The enamel pellicle is a layer of peptides derived from saliva that binds directly to and coats tooth enamel, and it is bound by early colonizer dental plaque bacteria. Sequences for the enamel-binding peptide constituent of the human enamel pellicle (pellicle peptides) have been described (Siqueira et al., 2007; Vitorino et al., 2007; Vitorino et al., 2008; Siqueira and Oppenheim, 2009). The salivary proteome, from which these pellicle proteins arise, have a diversity of utility in health including being tapped as readily available diagnostic samples, for example, to detect cancer (Hu et al., 2008).
Physiologic details of enamel binding have been explored to the extent of measuring the adhesion strength of the saliva-derived enamel pellicle and oral bacteria (Mei et al., 2009). Specific peptides have been designed to replace this pellicle handle by which oral microbial flora adhere to the tooth (Li et al., 2009), yet the mechanisms of peptide to enamel adhesion are still poorly understood.
From clues in nature, a type of hydroxyapatite interaction is described in the following. Comparison of the aspartate–serine–serine (DSS) repeats in dentin phosphoprotein (DPP) to the hydroxyapatite unit cell hints at a template of carboxylates interacting with calcium and hydroxyls interacting with phosphates. Similar or enhanced affinities are observed upon mutation to residues bearing the same functional groups but different side-chain lengths (Yarbrough et al., 2010).
Relatively few proteins directly interact with tooth and bone hydroxyapatite. Statherin is known to inhibit hydroxyapatite nucleation and crystal growth, but when exposed to a hydroxyapatite surface, it enables for its C-terminal to interact with oral bacteria, promoting adhesion (Goobes et al., 2006). In addition to proteins such as DPP, domains responsible for direct hydroxyapatite interactions are sparsely characterized.

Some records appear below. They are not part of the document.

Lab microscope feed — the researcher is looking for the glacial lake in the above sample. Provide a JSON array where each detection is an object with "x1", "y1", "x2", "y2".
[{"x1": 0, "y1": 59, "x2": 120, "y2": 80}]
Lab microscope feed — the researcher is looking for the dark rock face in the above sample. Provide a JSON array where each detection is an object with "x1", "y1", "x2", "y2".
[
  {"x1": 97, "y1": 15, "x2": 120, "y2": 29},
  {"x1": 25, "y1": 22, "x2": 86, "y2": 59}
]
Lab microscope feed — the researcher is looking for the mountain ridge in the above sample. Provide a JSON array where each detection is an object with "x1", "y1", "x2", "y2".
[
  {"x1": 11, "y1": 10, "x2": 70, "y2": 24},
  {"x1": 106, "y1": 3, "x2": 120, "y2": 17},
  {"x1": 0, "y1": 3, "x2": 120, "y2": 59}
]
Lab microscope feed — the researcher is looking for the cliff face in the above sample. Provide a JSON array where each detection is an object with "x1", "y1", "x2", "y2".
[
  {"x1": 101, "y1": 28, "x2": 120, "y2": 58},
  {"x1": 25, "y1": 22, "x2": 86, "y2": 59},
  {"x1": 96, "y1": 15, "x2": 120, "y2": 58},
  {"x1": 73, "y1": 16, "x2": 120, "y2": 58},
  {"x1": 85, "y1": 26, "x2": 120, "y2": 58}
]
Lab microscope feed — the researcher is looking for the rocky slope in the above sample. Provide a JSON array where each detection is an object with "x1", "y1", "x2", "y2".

No atomic resolution structures of proteins that physiologically interact with hydroxyapatite are available, except for osteocalcin (PDB entry 1q8h), so structural analysis for these proteins is elusive. A recent in silico study has demonstrated that polyproline domains in collagen can orient along hydroxyapatite surfaces (Cutini et al., 2019). Neither the DSS repeats of DPP nor the γ-carboxy glutamic acids of osteocalcin are present in the pellicle peptides or enamel-forming proteins, so no homology-based inferences are found.
While no obvious similarities are found among the pellicle peptides (Siqueira and Oppenheim, 2009), this set of 78 peptides from 29 proteins comprises the largest and most diverse information on hydroxyapatite interactions. From the previous work, we ascertain that specific amino acid residues do have an effect on nucleation and crystal growth (Briegel and Seto, 2012; Picker et al., 2012). We hypothesize that patterns in the sequences of enamel pellicle peptides can drive the discovery of protein–hydroxyapatite interactions and infer possible formation mechanisms of oral tissues.

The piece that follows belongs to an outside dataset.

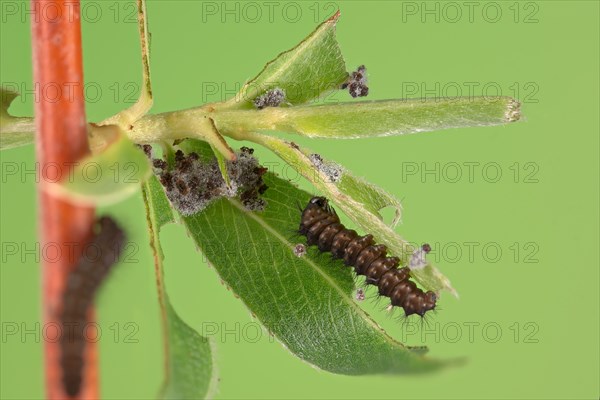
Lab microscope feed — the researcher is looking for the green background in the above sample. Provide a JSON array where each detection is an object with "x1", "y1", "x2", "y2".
[{"x1": 1, "y1": 1, "x2": 599, "y2": 399}]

We anticipate that the mechanisms underlying peptide–hydroxyapatite interactions produce nontrivial similarities in the protein sequences, which can drive the training of a sequence comparison algorithm to successfully discriminate enamel-binding pellicle peptides from control sequences. However, physiologic peptides that do not bind tooth enamel have not been directly observed, so we fabricate decoy sets as the negative control instances to feed the algorithm. The regions of the source protein sequences least likely to bind enamel are those areas from which the pellicle peptides are not derived; they are exposed to the same environment that enables enamel interactions, and therefore, it is likely that they would be observed if they did bind enamel. We derive the decoy control set from these protein regions. Omission by lack of observation is not sufficient evidence to identify absent function (enamel binding), but discrimination from pellicle peptides would provide evidence for differential evolution and validate the approach.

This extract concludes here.